UK investigation into spiralling pound focuses on Citigroup’s Japanese operations

October’s flash crash saw the British pound slide 9% in value in 40 seconds. Photographer: Joe Giddens/PA Wire

October’s flash crash saw the British pound slide 9% in value in 40 seconds. Photographer: Joe Giddens/PA Wire

 

The UK investigation into October’s “flash crash” in sterling has focused heavily on the Japanese trading operations of Citigroup, which fired off repeated sell orders that exacerbated the pound’s fall, according to bankers and officials involved in the inquiry.

Citi’s traders are not believed to have started the slide in the currency in thin Asia trading, but its Tokyo desk played a key role in sending the pound to its lowest levels in 31 years, bankers and officials said. The value of the pound fell from $1.26 to $1.14, with a 9 per cent slide in about 40 seconds.

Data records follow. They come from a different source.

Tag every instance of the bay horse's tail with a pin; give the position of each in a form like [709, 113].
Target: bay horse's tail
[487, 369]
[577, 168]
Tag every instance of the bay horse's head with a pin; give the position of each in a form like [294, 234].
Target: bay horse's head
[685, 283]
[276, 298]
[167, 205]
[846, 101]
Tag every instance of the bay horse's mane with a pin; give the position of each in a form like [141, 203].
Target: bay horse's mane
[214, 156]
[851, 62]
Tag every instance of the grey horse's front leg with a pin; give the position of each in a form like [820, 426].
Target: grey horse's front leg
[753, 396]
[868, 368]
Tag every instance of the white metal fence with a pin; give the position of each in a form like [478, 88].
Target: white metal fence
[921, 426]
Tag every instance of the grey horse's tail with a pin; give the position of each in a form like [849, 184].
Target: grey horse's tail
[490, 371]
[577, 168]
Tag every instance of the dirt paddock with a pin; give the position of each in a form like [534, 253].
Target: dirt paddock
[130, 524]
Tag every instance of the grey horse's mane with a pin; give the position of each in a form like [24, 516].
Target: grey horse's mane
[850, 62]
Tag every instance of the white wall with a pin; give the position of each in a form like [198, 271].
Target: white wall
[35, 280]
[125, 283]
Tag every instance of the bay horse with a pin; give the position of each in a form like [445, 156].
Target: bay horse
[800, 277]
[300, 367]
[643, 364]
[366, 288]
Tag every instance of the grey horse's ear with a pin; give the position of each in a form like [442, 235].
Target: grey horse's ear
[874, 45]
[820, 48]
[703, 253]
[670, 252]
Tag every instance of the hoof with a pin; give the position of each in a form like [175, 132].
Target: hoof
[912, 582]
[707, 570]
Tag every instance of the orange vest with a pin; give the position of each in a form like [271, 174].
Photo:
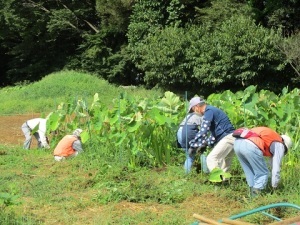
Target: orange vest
[64, 147]
[266, 137]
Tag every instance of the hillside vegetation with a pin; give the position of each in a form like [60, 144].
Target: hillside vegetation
[45, 95]
[131, 172]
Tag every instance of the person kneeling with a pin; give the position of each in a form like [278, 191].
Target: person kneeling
[69, 146]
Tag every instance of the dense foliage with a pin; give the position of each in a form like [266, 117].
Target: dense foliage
[173, 44]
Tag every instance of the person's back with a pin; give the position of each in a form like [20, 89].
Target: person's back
[64, 147]
[68, 146]
[189, 128]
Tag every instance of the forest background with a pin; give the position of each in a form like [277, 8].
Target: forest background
[173, 44]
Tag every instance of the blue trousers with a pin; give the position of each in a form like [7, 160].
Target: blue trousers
[253, 163]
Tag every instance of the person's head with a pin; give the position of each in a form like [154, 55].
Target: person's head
[196, 105]
[287, 142]
[77, 132]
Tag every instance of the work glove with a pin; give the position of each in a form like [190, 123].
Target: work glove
[192, 151]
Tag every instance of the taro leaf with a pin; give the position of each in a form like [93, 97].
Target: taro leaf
[35, 129]
[160, 119]
[53, 121]
[84, 136]
[143, 105]
[119, 140]
[133, 126]
[114, 119]
[95, 101]
[170, 101]
[278, 111]
[216, 173]
[98, 125]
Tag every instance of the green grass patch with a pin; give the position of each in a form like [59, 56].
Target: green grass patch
[65, 86]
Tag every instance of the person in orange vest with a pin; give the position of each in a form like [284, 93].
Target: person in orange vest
[251, 150]
[69, 146]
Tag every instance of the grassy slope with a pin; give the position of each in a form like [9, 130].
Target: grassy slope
[81, 191]
[46, 94]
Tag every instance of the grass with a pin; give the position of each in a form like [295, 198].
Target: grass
[96, 188]
[81, 192]
[45, 95]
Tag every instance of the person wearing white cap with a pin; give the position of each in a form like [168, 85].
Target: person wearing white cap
[39, 126]
[251, 151]
[187, 130]
[69, 146]
[215, 131]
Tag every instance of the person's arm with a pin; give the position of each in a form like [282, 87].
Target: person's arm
[202, 136]
[277, 150]
[77, 146]
[42, 133]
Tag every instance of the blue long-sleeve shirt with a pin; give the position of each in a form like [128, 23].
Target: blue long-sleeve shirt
[214, 127]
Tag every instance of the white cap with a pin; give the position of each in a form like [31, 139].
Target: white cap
[287, 141]
[195, 101]
[77, 132]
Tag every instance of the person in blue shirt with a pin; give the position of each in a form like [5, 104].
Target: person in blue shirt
[187, 130]
[216, 132]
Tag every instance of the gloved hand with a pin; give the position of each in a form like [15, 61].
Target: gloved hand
[201, 149]
[192, 151]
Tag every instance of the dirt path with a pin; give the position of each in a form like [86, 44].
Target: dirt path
[209, 205]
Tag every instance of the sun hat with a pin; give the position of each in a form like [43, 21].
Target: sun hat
[287, 141]
[77, 132]
[195, 101]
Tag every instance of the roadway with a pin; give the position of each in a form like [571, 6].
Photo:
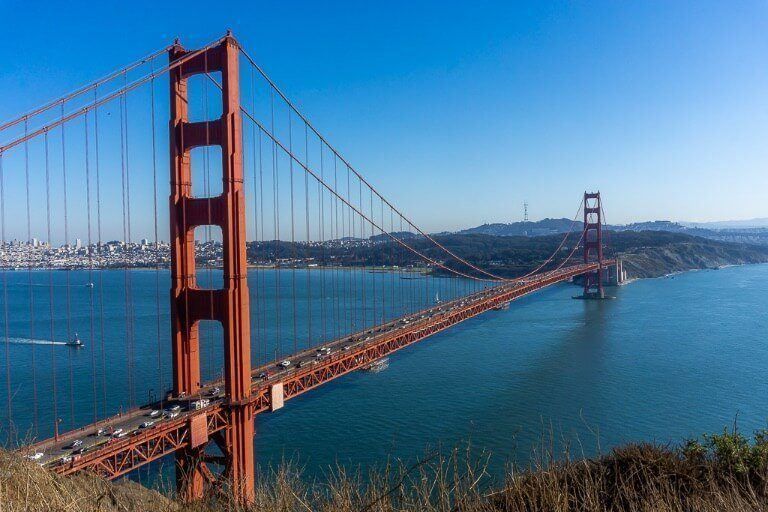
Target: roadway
[69, 452]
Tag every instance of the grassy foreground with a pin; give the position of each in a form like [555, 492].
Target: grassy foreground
[725, 472]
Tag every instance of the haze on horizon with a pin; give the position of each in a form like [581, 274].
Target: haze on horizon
[459, 114]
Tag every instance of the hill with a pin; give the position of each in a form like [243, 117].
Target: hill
[725, 473]
[646, 253]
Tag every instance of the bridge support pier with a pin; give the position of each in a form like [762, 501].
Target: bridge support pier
[593, 245]
[191, 304]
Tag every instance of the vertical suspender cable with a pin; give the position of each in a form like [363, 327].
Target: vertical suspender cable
[5, 303]
[257, 202]
[293, 236]
[66, 273]
[90, 268]
[126, 278]
[276, 219]
[309, 236]
[373, 275]
[54, 398]
[362, 238]
[99, 250]
[160, 384]
[335, 236]
[31, 288]
[321, 227]
[263, 243]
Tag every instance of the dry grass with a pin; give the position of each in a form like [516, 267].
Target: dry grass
[724, 473]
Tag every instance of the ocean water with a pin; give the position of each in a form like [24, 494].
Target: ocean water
[668, 359]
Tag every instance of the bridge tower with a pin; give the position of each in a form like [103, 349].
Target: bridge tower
[593, 245]
[191, 304]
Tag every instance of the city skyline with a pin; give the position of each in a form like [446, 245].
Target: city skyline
[640, 118]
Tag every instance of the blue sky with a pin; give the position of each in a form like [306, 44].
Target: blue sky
[459, 112]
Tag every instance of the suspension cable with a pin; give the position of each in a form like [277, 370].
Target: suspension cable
[5, 300]
[82, 90]
[108, 98]
[324, 141]
[29, 281]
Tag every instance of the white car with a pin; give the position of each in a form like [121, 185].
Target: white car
[200, 404]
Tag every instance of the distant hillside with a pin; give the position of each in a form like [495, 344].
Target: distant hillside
[537, 228]
[760, 223]
[749, 232]
[646, 253]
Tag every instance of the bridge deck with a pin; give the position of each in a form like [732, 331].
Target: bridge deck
[111, 456]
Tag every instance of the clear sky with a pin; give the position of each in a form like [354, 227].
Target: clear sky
[460, 111]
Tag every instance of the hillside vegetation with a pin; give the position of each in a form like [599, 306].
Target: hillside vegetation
[724, 473]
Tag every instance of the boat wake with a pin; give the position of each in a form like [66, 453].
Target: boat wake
[29, 341]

The Bank of England has said publicly that the October 7th crash is “set apart by the lack of a clear fundamental trigger”, though its investigation of the event focused on a single incident, according to a person briefed on the probe.

People with knowledge of events at Citi that day said one of the US bank’s traders placed multiple sell orders when the currency slumped in unusually fragile market conditions. One source said the trader “panicked”.

Citi said in a statement that it “managed the situation appropriately and our systems and controls functioned throughout the period”. It declined to say whether anyone had been disciplined or whether it had changed any trading practices in light of the incident.